Rumah : End

375 30 21
                                    

Halaman seluas beberapa meter yang permukaannya ditutupi oleh susunan batako menjadi akhir dari langkah kaki Rio hari ini. Ia datang kembali ke rumahnya, tempat di mana ia tumbuh besar, tempat yang menjadi saksi bisu masa kecil hingga dewasanya. Rumah ini akan selalu istimewa meskipun sekarang banyak bagian cerita yang Rio lupakan di tempat ini. Cidera berat di kepala tempo bulan lalu, tak membuatnya mengingat kembali memori yang terlupa.
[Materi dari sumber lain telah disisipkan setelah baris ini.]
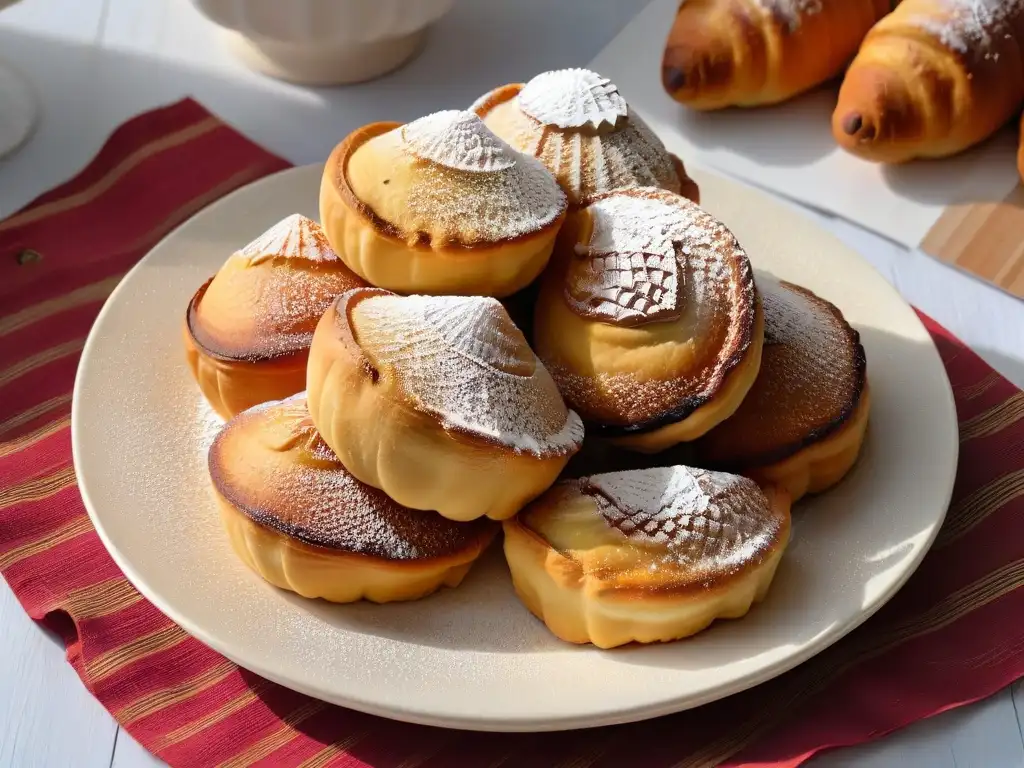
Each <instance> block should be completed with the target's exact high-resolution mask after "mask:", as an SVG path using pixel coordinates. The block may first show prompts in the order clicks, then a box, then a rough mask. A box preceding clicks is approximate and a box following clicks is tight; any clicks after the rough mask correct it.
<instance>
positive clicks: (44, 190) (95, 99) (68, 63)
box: [0, 0, 110, 217]
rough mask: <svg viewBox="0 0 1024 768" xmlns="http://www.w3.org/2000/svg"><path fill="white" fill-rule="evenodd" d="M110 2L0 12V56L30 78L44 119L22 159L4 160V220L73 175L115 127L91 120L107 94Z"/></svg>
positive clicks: (15, 155) (19, 158) (61, 2)
mask: <svg viewBox="0 0 1024 768" xmlns="http://www.w3.org/2000/svg"><path fill="white" fill-rule="evenodd" d="M102 18H103V0H74V1H71V0H32V2H26V3H22V4H18V5H14V6H13V7H11V8H8V9H6V10H4V11H2V12H0V54H2V55H3V57H4V58H6V59H8V60H10V61H12V62H13V63H14V65H15V66H17V67H18V68H19V69H20V70H22V71H23V72H25V73H26V75H27V76H28V77H29V79H30V81H31V82H32V84H33V85H34V86H35V89H36V91H37V92H38V94H39V101H40V108H41V110H40V122H39V126H38V129H37V131H36V133H35V135H34V136H33V137H32V139H30V141H29V142H28V143H27V144H26V145H25V146H24V147H22V150H20V151H18V152H17V153H16V154H14V155H13V156H12V157H10V158H9V159H7V160H4V161H3V162H0V217H3V216H6V215H7V214H9V213H11V212H12V211H13V210H15V209H16V208H19V207H20V206H23V205H25V204H26V203H27V202H29V200H31V199H32V198H34V197H36V196H38V195H40V194H42V193H43V191H45V190H47V189H49V188H51V187H52V186H54V185H55V184H57V183H59V182H60V181H63V180H65V179H67V178H68V177H69V176H71V175H74V173H75V172H77V171H78V170H79V169H80V168H81V167H82V166H84V165H85V164H86V163H87V162H88V161H89V160H90V159H91V158H92V156H93V155H94V154H95V152H96V150H97V148H98V147H99V145H100V143H101V141H102V139H103V137H104V135H105V132H106V131H109V130H110V126H99V125H97V124H94V123H92V122H91V121H89V120H87V119H85V118H86V117H87V116H88V115H90V114H91V112H92V110H93V108H94V104H95V103H96V102H97V101H102V95H101V94H102V91H101V90H100V89H99V88H97V85H98V84H97V83H96V82H95V79H94V77H93V75H94V71H95V65H96V56H97V54H98V49H97V48H96V47H95V45H94V43H95V41H96V39H97V38H98V35H99V31H100V27H101V23H102Z"/></svg>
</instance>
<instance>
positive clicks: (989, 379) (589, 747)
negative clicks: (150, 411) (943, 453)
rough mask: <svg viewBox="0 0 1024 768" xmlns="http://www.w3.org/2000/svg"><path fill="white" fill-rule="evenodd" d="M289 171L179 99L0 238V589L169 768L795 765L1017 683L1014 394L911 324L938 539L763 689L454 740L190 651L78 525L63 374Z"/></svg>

Orang-orang umumnya punya teori, jika penderita amnesia bisa mengingat jika mereka mengalami cidera kepala lagi.

Teori itu tak berlaku bagi Rio, ingatannya masih sama seperti sebelum kecelakaan itu terjadi. Dan Rio juga enggan mengulangi kecelakaan yang sama; mengorbankan kepalanya demi memori masa lalu. Kata dokter, tidak boleh ada cidera kepala lagi. Pria itu tampak was-was dan serius. Dan ada sosok yang lebih was-was lagi, dia Ken.

Ah, Rio mengingat akhir perpisahan mereka beberapa hari lalu. Tepatnya di sebuah taman dekat terminal bus. Saat itu Ken mendatanginya tergopoh-gopoh, pria itu langsung menariknya ketika hendak menaiki bus yang ia tunggu-tunggu. Ken seperti penculik, membawa menjauh hingga mereka masuk ke areal taman. Kemarin itu musim gugur, banyak daun-daun terbang ke bawah. Cantik sekali, tapi Ken tak minat mengagumi keindahan itu.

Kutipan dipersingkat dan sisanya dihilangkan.